I don't have a flatty but I'd think there would be good quality custom made plug wire sets for them.
As Tedster said, the coil and plug wires are usually called secondary wire. Primary wire is the small wire that goes to the coil, and just about any other wiring in a vehicle. Often currant will bleed off at the coil tower to one of the smaller terminals and you can't see it in daylight. Try running it at night to find arcing. I've seen cars that were a regular light show at night,lol. And still ran I might add.
Lately, after charging up the battery, I can hear the starter engage the engine, and then there's a tiny pop and then there's a sound like air escaping, and then nothing. After one of those, the starter won't engage the engine any more until I've let it sit for a while. Tonight, when I did this, I kept the lights out, and noticed a spark somewhere between the two pink arrows in this shot. This is a vacuum advance canister on the back of the distributor, right?

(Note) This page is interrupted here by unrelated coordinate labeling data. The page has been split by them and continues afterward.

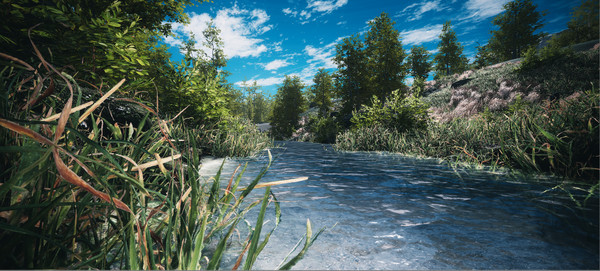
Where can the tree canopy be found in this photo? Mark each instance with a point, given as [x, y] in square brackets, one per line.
[419, 63]
[517, 27]
[450, 58]
[322, 92]
[385, 56]
[289, 104]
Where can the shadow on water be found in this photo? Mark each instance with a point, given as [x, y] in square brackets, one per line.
[396, 212]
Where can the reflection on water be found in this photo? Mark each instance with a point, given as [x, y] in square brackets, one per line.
[394, 212]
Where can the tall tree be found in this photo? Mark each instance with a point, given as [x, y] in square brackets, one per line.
[420, 66]
[385, 56]
[484, 56]
[322, 92]
[583, 26]
[517, 27]
[351, 76]
[450, 58]
[289, 103]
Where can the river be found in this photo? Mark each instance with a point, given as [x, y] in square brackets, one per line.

I also noticed a tiny hinged flap on a tube at the base of the canister, where the green arrow is pointing. Here's a zoomed-in view, with a pink arrow pointing at the tube (the flap is hanging off the back of the tube).
That flap seems like something that should do more than just hang open, but it doesn't seem to want to stay closed. Any ideas what that is or how it should work?
And then I also noticed that the black wire in this picture was worn through the insulation (from the fan belt) where the pink arrow is pointing in this photo (in addition to having a split in the insulation under the tape where the green arrow is pointing).
I think that, at the very least, I should replace the black wire, but I'm wondering if the vacuum canister also needs replacing. Any insights you can share?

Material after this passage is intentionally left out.